In Krisenzeiten – es gibt sogar Bundesräte, die darüber witzeln – können die Behörden eins am besten: beobachten. «Wir beobachten die Lage», das wurde in der Corona-Pandemie zum geflügelten Wort. Und auch jetzt, wo der Wohnungsmarkt ausgetrocknet und die Mieten für manche Menschen schon fast unbezahlbar hoch sind, will der Bundesrat erst einmal abwarten und prüfen.

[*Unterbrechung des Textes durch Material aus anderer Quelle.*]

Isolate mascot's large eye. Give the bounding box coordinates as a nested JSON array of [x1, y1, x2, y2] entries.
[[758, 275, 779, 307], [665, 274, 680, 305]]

Wirtschaftsminister Guy Parmelin (63), Chef über das Bundesamt für Wohnungswesen (BWO), warnte jüngst vor «sozialpolitischen Spannungen», wenn die Mieten steigen «und Menschen mit bescheidenen Einkommen keine Wohnung mehr finden». Die Konsequenz? «Ich verfolge die Entwicklungen sehr aufmerksam und prüfe mit dem BWO mögliche Massnahmen», sagte der Bundesrat gegenüber der «SonntagsZeitung».
«Es ist ein Trauerspiel»
Eine ähnliche Antwort gibt die Regierung auf einen Vorstoss von Carlo Sommaruga (63), Genfer SP-Ständerat und Präsident des Mieterinnen- und Mieterverbands. «Für Sofortmassnahmen sieht der Bundesrat derzeit keinen Bedarf, verfolgt aber die weiteren Entwicklungen aufmerksam», heisst es da.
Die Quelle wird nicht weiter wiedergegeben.